Rację ma apelujący wskazując, że zachowanie oskarżonego nie doprowadziło do uszkodzenia dokumentu w rozumieniu znamienia art. 276 k.k. czyli nie wystąpił wymagany dla karalności skutek, i to niezależnie od tego, iż sprawca wcale nie dążył do jego osiągnięcia. Zasadniczo „uszkodzenie” w rozumieniu tego przepisu to nieuprawniona zmiana struktury dokumentu poprzez naruszenie samego jego nośnika lub też uczynionego w nim zapisu treści. Jednak ocena tego znamienia musi nastąpić przez pryzmat wpływu skutku działania sprawcy na treść i znaczenie prawne danego dokumentu, biorąc pod uwagę jego funkcję w obrocie prawnym. Przekreślenie przez oskarżonego części zapisu umieszczonego w protokole przesłuchania i sposób dokonania powyższego w żadnej mierze nie wpłynęło na zawartość i czytelność tego dokumentu a tym samym i na możliwość jego wykorzystania w postępowaniu. Odmienne stanowisko sądu I instancji było nieuprawnione. Nie doszło bowiem do usunięcia czy zmiany zapisanego już tekstu a jedynie jego przekreślenia dwoma cienkimi liniami i to w sposób nie wpływający na możliwość zapoznania się z nim. Samą nieczytelność tego protokołu należałoby wiązać nie z działaniem oskarżonego ale ze sposobem zapisania jego wyjaśnień przez przesłuchującego funkcjonariusza Policji. Uszkodzenie karalne jest jedynie wtedy, gdy wpływa na znaczenie prawne dokumentu i nie będzie nim np. oddarcie kawałka papieru, podkreślenie, przekreślenie, uczynienie adnotacji, jeżeli nie powodują one wątpliwości, co do autentyczności tekstu i zawartości zapisanych w dokumencie treści. Uszkodzenie musi łączyć się z taką zmianą materii dokumentu, że nie może on stale lub czasowo służyć celom do których był przeznaczony ( vide: Komentarz do k.k. pod red. M. Filara, publ. WK 2014). Karalne uszkodzenie może dotyczyć więc tylko zmiany skutkującej niemożliwością wykorzystania do celu, dla którego dany dokument był wytworzony ( vide: Komentarz do k.k. pod red. J.W. Giezek, publ. LEX 2014). Nie jest więc przestępstwem z art. 276 k.k. takie naruszenie nośnika lub zapisu treści, które nie powoduje osłabienia funkcji dokumentu ( vide: Komentarz do k.k. pod red. T. Bojarskiego, publ. Lexis Nexis 2013) a w tym przypadku jego wartości dowodowej.

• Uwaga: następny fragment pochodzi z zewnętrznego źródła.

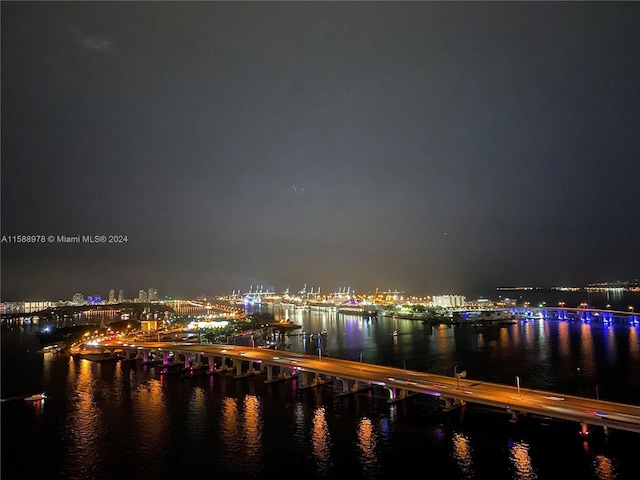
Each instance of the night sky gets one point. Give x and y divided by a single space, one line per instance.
425 147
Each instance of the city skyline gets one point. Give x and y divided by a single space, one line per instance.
427 147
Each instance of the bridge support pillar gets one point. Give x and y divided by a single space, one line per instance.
269 372
451 404
211 361
585 429
198 360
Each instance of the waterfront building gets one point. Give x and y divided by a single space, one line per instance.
142 296
449 300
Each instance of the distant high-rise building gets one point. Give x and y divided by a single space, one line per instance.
153 293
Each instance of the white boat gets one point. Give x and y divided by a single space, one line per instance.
36 397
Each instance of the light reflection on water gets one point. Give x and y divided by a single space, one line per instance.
160 425
521 461
463 454
321 441
367 447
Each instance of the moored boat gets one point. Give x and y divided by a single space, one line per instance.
36 397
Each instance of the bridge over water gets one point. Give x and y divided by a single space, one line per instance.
311 371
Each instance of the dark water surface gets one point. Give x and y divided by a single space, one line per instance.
126 420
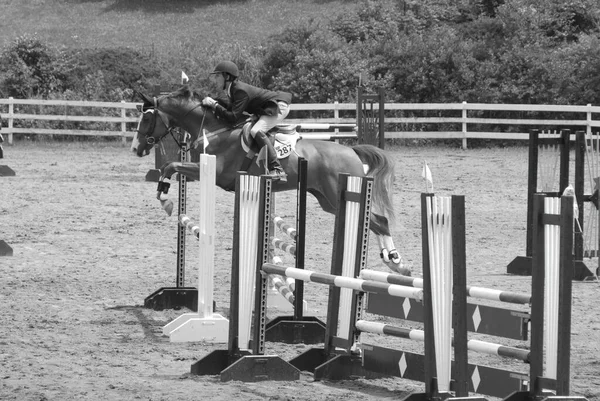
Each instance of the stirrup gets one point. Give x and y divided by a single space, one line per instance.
278 174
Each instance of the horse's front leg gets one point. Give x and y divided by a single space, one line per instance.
388 252
188 169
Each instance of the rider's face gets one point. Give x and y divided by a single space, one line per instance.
219 80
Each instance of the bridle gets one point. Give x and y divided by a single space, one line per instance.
150 140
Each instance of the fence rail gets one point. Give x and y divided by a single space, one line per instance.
461 121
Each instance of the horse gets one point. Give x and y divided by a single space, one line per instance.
326 160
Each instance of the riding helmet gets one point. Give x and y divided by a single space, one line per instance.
228 67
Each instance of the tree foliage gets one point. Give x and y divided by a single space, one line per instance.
510 51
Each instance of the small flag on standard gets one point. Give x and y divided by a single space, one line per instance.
204 140
427 176
262 155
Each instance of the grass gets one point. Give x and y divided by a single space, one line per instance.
161 26
188 35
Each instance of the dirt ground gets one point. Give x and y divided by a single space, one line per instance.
91 242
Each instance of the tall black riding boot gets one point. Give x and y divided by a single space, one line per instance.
275 169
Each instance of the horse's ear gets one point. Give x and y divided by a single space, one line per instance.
187 92
148 102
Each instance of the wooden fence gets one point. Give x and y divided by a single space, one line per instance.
456 121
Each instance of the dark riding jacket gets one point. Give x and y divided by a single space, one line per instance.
243 97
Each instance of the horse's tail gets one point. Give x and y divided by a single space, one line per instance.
381 168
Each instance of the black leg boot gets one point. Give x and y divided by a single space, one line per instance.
275 169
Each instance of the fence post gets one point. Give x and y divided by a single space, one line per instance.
11 111
589 119
464 125
123 123
336 116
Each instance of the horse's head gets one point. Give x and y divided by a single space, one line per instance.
181 108
152 127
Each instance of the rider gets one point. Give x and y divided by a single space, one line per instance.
270 107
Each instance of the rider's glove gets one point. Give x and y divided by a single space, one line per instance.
210 102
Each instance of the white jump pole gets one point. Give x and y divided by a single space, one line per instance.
204 325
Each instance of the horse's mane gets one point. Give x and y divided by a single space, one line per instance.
185 93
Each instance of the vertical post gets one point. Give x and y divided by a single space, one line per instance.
534 136
381 93
588 119
336 268
459 299
464 124
262 257
538 275
359 116
181 234
565 278
580 155
429 346
123 123
336 117
300 236
234 310
11 111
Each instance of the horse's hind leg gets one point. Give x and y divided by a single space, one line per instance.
388 252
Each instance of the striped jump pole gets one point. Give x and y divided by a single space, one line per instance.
290 231
472 291
551 289
203 325
284 246
483 347
298 327
190 225
245 359
355 284
178 296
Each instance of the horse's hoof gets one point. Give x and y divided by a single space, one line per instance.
393 260
401 270
167 205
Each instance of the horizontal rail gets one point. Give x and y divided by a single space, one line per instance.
335 121
344 282
472 291
483 347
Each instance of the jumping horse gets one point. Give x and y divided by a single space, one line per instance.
326 160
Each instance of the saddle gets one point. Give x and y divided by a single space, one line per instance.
283 138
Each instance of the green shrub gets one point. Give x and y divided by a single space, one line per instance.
29 67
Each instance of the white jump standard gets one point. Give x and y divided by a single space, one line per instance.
203 325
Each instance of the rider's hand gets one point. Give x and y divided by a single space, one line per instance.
209 101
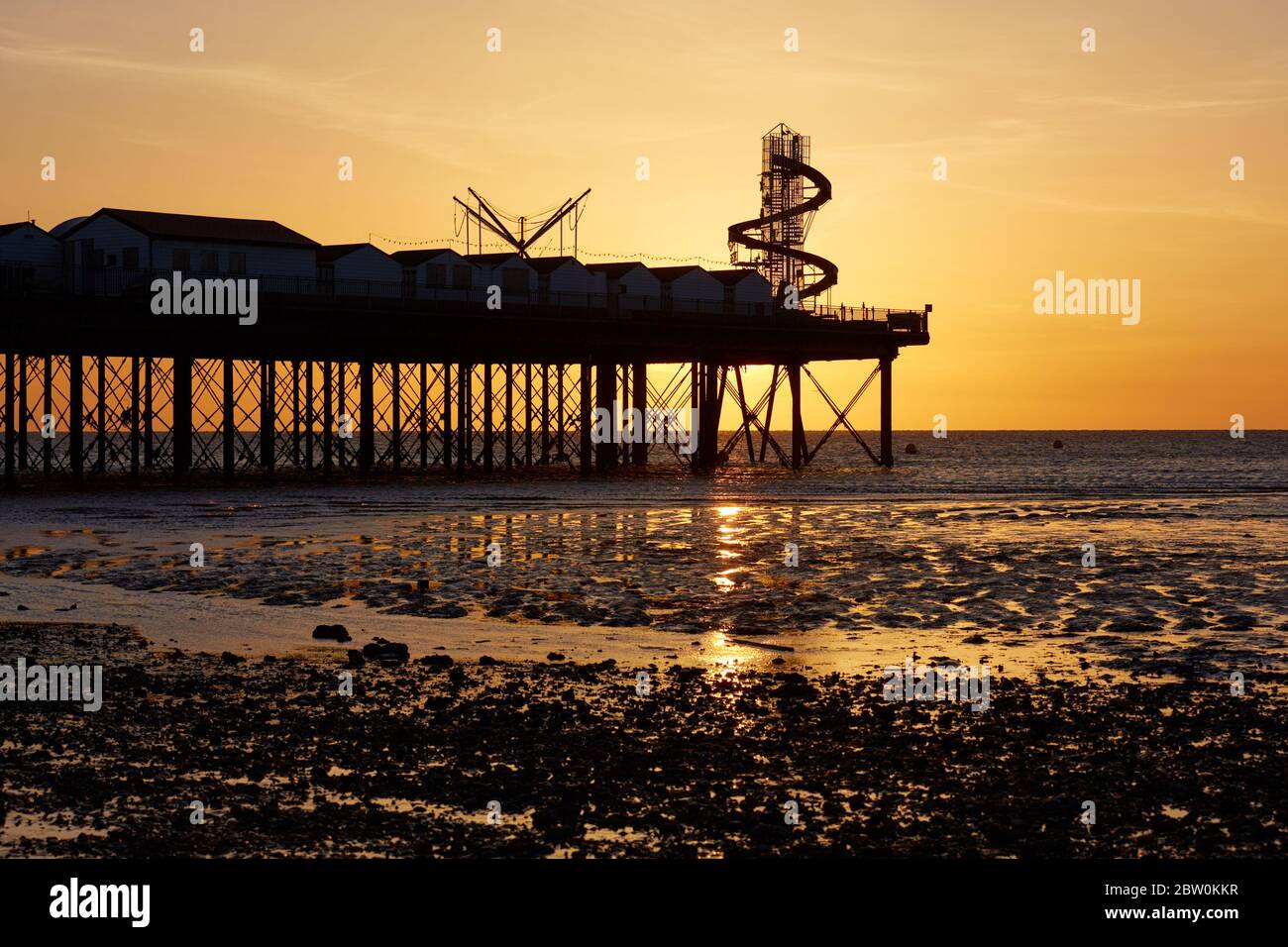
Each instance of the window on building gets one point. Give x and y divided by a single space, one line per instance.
514 279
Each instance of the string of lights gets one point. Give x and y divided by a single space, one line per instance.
497 245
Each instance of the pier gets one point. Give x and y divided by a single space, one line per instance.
94 384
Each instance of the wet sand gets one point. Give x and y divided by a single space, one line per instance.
583 764
1179 582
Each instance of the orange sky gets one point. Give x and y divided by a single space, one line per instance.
1107 165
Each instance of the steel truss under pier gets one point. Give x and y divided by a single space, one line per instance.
97 386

Jednocześnie należy pamiętać, iż przestępstwo z art. 276 k.k. może być popełnione jedynie z winy umyślnej z zamiarem ataku na wiarygodność danego dokumentu. Abstrahując od rozbieżności istniejących wśród przedstawicieli doktryny prawa karnego odnośnie możliwości popełnienia tego przestępstwa również z zamiarem ewentualnym, należy podkreślić, że - jak prawidłowo ustalono - działanie sprawcy było podyktowane jedynie kwestionowaniem zapisanej treści jego wyjaśnień. Także zapis uczyniony przez niego na przedmiotowym protokole pod naniesionym tekstem wskazuje, iż W. K. właśnie w ten sposób to wyraził. Jego działanie nie było skierowane przeciwko wiarygodności dokumentu i nie taki zamiar kierował jego zachowaniem. Skoro oskarżony zdołał uczynić początkowy zapis a dotyczący odmowy składania wyjaśnień oraz przekreślić tekst, to miał również możliwość zniszczenia protokołu, choćby poprzez jego podarcie. Nie uczynił powyższego, co wskazuje, że jego zamiarem nie było działanie wymierzone przeciwko dokumentowi, również w formie stadialnej. Było to jedynie uzewnętrznienie braku akceptacji zapisanych w protokole treści a nie chęć unicestwienia tego dokumentu i uniemożliwienie jego wykorzystania w postępowaniu. Co jest istotne, przekreślenie dotyczy treści złożonych przez niego wyjaśnień a samo zachowanie nastąpiło bezpośrednio po ich spisaniu, gdy miał je odczytać i potwierdzić swoim podpisem. Była to więc niekaralna manifestacja braku akceptacji przekreślonych zapisów wypowiedzi osoby dokonującej przekreślenia.

Wobec powyższego zmieniono zaskarżony wyrok uniewinniając oskarżonego od popełnienia zarzucanego mu występku z art. 276 k.k. i w związku z tym kosztami procesu w sprawie obciążając Skarb Państwa.